Die Geräuschkulisse der Brandung ist gewaltig
Die Geräuschkulisse der Brandung ist gewaltig

Montag, 23. Februar Glyfa


Mehr oder weniger den ganzen heftige Regenschauer und Wind. Wenigstens nicht kalt.


Nach 15.00 Uhr etwas Sonne um uns zu zeigen, wie es sein könnte!

Dienstag, 24. Februar Glyfa


Sonnig, warm und windstill. Nur das Meer hat sich noch nicht beruhigt.

 

Wir radeln nach Glyfa. Zwei Mini Einkaufsläden und zwei Gaststätten sind geöffnet. Wir suchen bereits wieder den Schatten und beobachten den Mittags-Verkehr. 

 

Runter ans Meer. Auch nichts los, ausser bellende Hunde, die uns an die Beine wollen.

 

Ins Dörfchen Arkoudi auf der anderen Seite des Campings. Ganz hübsch und viele Hotelzimmer, aber auch da tote Hose. 


Den ganzen Tag und bis in die Nacht fliegen die Militärjets die Küste rauf und runter. 

 

Zurück auf dem Campingplatz entdecken wir zwei Waschmaschinen. " Bitte vor dem Waschen bei der Rezeption melden". Niemand auf dem Platz. Was soll's, Wäsche rein, Waschmittel rein, anstellen und..... das Wasser tröpfelt bloss. So geht das nicht. Schleudergang einstellen und 10 Minuten warten. Wäsche raus, andere Waschmaschine füllen, Waschmittel rein, anstellen und....... geht doch! 

 

Vor der Dunkelheit ist die Wäsche beinahe trocken. " Lassen wir sie hängen, das Wetter ist gut." Denkste um 21 Uhr giesst es wie aus Kübeln, an Wäsche retten ist nicht zu denken. So ein Mist.

Freitag, 27. Februar immer noch Glyfa


Seit gestern fast ununterbrochen Regen. Eigentlich möchten wir ja weiter. Aber wohin denn? Wir studieren die Wetterkarten und sind recht ratlos.

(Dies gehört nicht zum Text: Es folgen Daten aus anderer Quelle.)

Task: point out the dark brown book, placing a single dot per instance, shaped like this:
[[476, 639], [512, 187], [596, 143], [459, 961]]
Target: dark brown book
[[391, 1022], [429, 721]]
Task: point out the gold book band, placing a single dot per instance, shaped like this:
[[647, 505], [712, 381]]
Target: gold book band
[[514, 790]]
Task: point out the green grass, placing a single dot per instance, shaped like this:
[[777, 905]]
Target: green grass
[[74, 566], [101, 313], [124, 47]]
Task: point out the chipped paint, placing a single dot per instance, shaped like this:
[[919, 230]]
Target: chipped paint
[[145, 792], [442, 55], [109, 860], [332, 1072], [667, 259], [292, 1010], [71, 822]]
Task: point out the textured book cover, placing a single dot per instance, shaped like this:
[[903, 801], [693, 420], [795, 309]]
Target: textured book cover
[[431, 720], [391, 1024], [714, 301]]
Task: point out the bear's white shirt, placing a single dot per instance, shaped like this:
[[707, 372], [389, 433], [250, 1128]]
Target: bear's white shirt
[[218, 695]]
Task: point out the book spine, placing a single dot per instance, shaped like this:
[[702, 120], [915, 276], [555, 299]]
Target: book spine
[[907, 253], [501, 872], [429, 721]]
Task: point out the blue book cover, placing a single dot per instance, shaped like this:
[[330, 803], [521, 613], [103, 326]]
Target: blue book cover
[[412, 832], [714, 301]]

Hier haben wir wenigstens Strom und können internetlen soviel wir wollen. Schauen fern und amüsieren uns über Newtopia. Neue Welt und Gesellschaftsordnung? Die sind ja bereits am Schuldenmachen!

Mieten, kaufen, wohnen ist auch recht amüsant. Alois." Jetzt weiss ich warum du unser kleines Womo so liebst. Jede Frau wünscht sich ja angeblich einen begehbaren Kleiderschrank und wir reisen sogar damit rum."


Gemüse und Früchte sind ausgegangen. Morgen wird auch noch die Milch alle sein und spätestens dann heisst es weiterreisen.


Alois studiert die verschiedenen Reiseberichte und erzählt vom schönen Wetter. " Lass das, ich mag es nicht mehr hören." Ich spiele lieber irgendwelche Computerspiele, da gibt es kein Wetter.